Best Embrace of Digital by a Print Brand
Start spreading the news. Not only does editor Adam Moss’ New York still kill it week after week in print (eye-catching covers, provocative features), the pub keeps giving consumers more reason to go online, too. This year brought The Cut, the third blog spun off from nymag.com (following the smash culture monitor Vulture and foodie destination Grub Street). While other publishers struggle to monetize their online businesses, New York gets a phenomenal 40 percent of its revenue from digital, up from 20 percent four years ago.
The New York Times
Top Destination for Fashionistas
What a knockout. Fashion/beauty player Allure keeps coming up with ways for women to get their gorgeous on—and for advertisers to reach them. Product Reviews & Finder has made Allure.com an essential destination for shoppers before they hit the “buy” button, driving mobile pageviews 367 percent in the first nine months of this year. Then there’s product-sampling service Sample Society, which in less than a year has amassed 9,000 members who pony up $15 per month. Riding the boom in beauty and apparel business, ad pages are up a stunning 18 percent, the most dramatic growth of all Condé Nast brands. What’s more, Allure has upped its rate base two years in a row.

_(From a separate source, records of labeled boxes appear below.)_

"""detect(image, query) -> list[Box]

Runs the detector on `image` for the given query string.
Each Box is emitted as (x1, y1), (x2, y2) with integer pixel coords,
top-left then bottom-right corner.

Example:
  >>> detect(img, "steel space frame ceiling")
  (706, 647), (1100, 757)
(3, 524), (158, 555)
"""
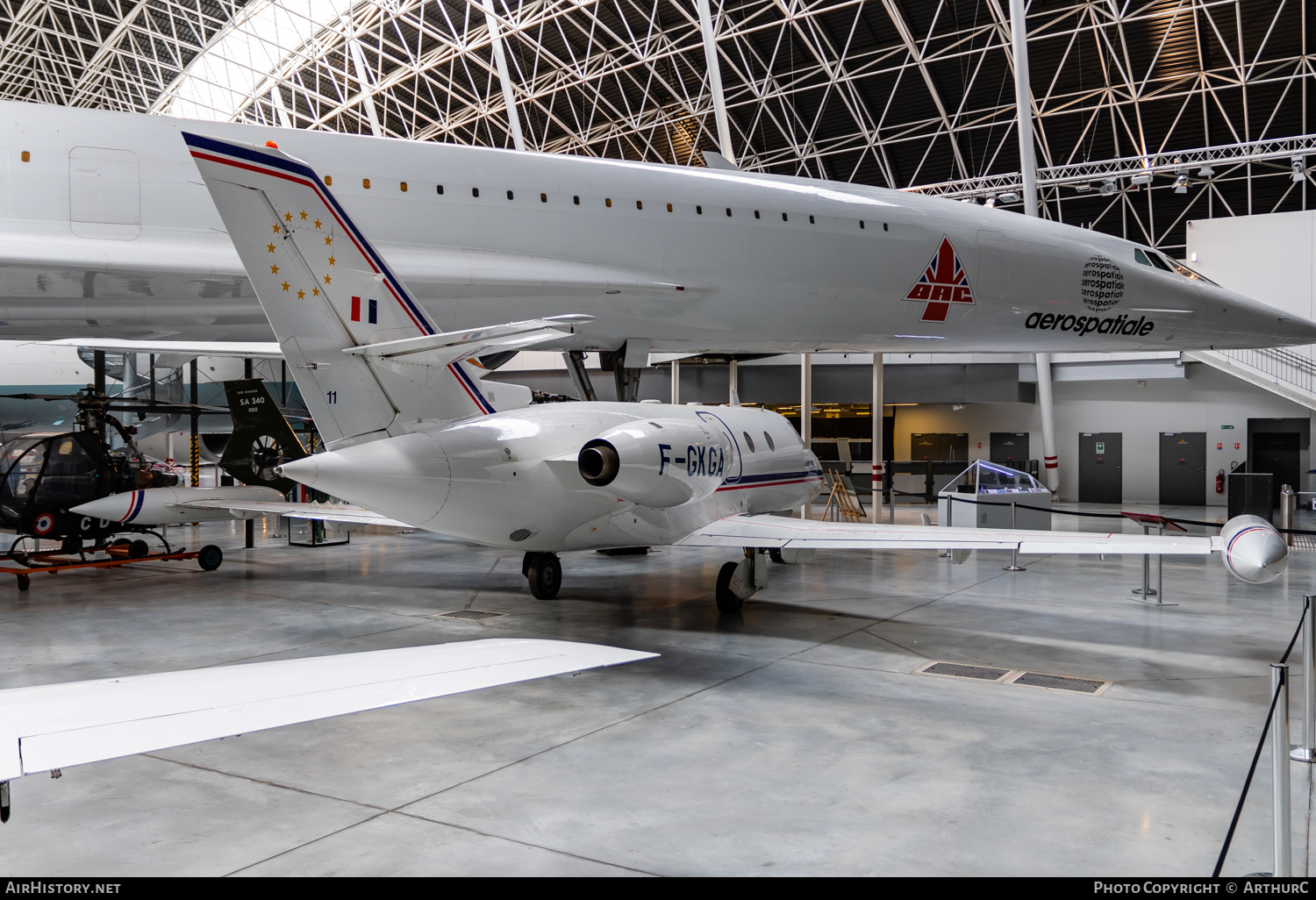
(0, 0), (1316, 253)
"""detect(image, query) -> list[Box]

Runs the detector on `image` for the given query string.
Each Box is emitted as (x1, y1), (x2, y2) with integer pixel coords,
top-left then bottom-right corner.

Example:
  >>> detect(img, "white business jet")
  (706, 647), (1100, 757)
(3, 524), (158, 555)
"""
(183, 133), (1287, 613)
(0, 103), (1316, 358)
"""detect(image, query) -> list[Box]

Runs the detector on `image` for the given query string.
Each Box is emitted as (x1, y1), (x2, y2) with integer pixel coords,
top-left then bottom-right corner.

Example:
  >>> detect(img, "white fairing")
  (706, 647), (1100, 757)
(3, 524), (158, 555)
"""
(68, 486), (283, 526)
(1220, 516), (1289, 584)
(281, 403), (823, 552)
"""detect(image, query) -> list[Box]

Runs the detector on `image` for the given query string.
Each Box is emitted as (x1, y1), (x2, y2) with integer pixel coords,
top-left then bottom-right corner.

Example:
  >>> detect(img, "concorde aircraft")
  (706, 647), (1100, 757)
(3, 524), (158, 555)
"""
(0, 103), (1316, 358)
(0, 639), (658, 823)
(183, 133), (1287, 613)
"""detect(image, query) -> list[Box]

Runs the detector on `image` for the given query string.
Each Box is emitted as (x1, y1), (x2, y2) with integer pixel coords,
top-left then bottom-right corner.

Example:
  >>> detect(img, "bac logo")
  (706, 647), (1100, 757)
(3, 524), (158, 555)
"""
(905, 234), (974, 323)
(352, 297), (379, 325)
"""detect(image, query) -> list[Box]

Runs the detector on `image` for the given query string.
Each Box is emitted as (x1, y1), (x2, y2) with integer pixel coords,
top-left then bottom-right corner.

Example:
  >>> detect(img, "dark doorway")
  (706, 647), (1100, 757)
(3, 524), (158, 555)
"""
(991, 432), (1032, 462)
(910, 433), (969, 462)
(1161, 432), (1207, 507)
(1078, 432), (1124, 503)
(1248, 432), (1302, 510)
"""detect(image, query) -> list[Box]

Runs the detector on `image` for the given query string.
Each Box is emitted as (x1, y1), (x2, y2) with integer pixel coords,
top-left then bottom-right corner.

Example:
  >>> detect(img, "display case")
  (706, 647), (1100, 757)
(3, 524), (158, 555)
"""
(937, 460), (1052, 532)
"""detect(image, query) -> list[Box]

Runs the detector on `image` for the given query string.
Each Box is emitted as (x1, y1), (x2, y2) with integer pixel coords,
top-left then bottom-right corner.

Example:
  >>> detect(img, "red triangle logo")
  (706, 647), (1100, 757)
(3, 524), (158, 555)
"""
(905, 234), (974, 323)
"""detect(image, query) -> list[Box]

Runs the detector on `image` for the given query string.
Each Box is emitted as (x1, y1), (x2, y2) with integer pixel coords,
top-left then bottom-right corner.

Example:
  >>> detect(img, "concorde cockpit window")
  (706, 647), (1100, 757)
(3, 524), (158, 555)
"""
(1169, 260), (1220, 287)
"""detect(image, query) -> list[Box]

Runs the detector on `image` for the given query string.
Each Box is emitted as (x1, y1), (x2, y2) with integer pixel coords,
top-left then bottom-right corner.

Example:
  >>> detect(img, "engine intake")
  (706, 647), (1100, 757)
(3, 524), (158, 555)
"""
(576, 420), (732, 510)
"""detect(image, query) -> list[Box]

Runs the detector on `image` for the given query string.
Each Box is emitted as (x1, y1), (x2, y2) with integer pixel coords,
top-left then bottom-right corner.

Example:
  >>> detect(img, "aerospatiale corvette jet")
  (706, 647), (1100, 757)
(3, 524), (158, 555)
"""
(183, 133), (1287, 612)
(0, 103), (1316, 358)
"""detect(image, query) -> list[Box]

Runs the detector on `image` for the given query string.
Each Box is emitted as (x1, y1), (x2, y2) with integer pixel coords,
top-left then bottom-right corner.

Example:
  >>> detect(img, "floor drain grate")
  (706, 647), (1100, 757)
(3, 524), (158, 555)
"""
(436, 610), (507, 623)
(1013, 673), (1110, 694)
(923, 663), (1010, 682)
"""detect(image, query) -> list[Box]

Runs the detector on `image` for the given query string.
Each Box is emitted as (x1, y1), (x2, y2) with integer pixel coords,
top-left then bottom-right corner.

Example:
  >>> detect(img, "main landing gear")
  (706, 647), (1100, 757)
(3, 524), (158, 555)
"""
(521, 552), (562, 600)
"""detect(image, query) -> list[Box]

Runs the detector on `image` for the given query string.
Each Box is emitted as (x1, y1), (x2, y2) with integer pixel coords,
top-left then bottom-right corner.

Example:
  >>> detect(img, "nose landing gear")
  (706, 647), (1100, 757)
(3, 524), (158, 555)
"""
(713, 547), (768, 613)
(521, 552), (562, 600)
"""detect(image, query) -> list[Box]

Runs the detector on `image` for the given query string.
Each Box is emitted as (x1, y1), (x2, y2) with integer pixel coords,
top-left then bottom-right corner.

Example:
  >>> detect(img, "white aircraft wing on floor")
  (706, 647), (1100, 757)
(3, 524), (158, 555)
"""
(0, 639), (658, 800)
(42, 339), (283, 360)
(676, 516), (1223, 555)
(170, 500), (415, 528)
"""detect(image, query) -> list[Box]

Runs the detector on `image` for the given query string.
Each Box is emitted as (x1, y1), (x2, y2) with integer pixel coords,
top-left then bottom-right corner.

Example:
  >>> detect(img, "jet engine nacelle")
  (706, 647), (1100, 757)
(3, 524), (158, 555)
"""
(1220, 516), (1289, 584)
(576, 418), (732, 510)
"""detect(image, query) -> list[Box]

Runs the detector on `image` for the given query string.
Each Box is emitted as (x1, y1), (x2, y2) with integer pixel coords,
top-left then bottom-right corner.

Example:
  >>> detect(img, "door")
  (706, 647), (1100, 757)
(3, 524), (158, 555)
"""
(910, 432), (969, 462)
(1078, 432), (1124, 504)
(1161, 432), (1207, 507)
(990, 432), (1032, 462)
(1249, 432), (1302, 510)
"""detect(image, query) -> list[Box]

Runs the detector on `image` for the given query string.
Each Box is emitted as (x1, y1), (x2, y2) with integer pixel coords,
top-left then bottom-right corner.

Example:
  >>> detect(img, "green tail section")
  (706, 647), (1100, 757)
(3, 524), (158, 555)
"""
(220, 378), (307, 494)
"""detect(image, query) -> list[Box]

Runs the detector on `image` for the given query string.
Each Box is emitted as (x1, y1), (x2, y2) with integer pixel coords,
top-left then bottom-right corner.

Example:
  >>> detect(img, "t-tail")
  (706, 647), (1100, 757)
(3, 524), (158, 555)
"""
(183, 132), (523, 447)
(220, 378), (308, 494)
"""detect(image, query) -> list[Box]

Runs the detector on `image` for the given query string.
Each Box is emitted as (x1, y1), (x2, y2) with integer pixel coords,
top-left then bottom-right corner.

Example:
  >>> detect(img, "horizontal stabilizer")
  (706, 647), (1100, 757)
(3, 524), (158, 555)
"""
(0, 639), (657, 781)
(344, 316), (594, 366)
(676, 516), (1220, 555)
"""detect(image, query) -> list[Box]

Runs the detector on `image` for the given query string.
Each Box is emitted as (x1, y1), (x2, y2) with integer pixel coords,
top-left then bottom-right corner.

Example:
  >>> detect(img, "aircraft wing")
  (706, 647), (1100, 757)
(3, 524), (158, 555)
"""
(676, 516), (1221, 555)
(0, 639), (658, 789)
(42, 339), (283, 360)
(171, 500), (415, 528)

Best Publication for Getting (or Staying) Rich
Even though Time Inc.’s chronicler of business and finance cut its print frequency in 2010, a thriving events business has helped keep the brand vital. Fortune’s 2012 Most Powerful Women Summit drew the likes of Lloyd Blankfein and Sheila Bair, and demand for tickets was so great that it led to a waiting list—despite a $7,500 admission fee. Fueled by the international expansion of the summit, the events division is expected to post 30 percent revenue growth for the second year in a row. Fortune is also on a winning streak editorially, breaking news on important business personalities like Yahoo CEO Marissa Mayer and collecting journalism prizes from Loeb, Sabew and others.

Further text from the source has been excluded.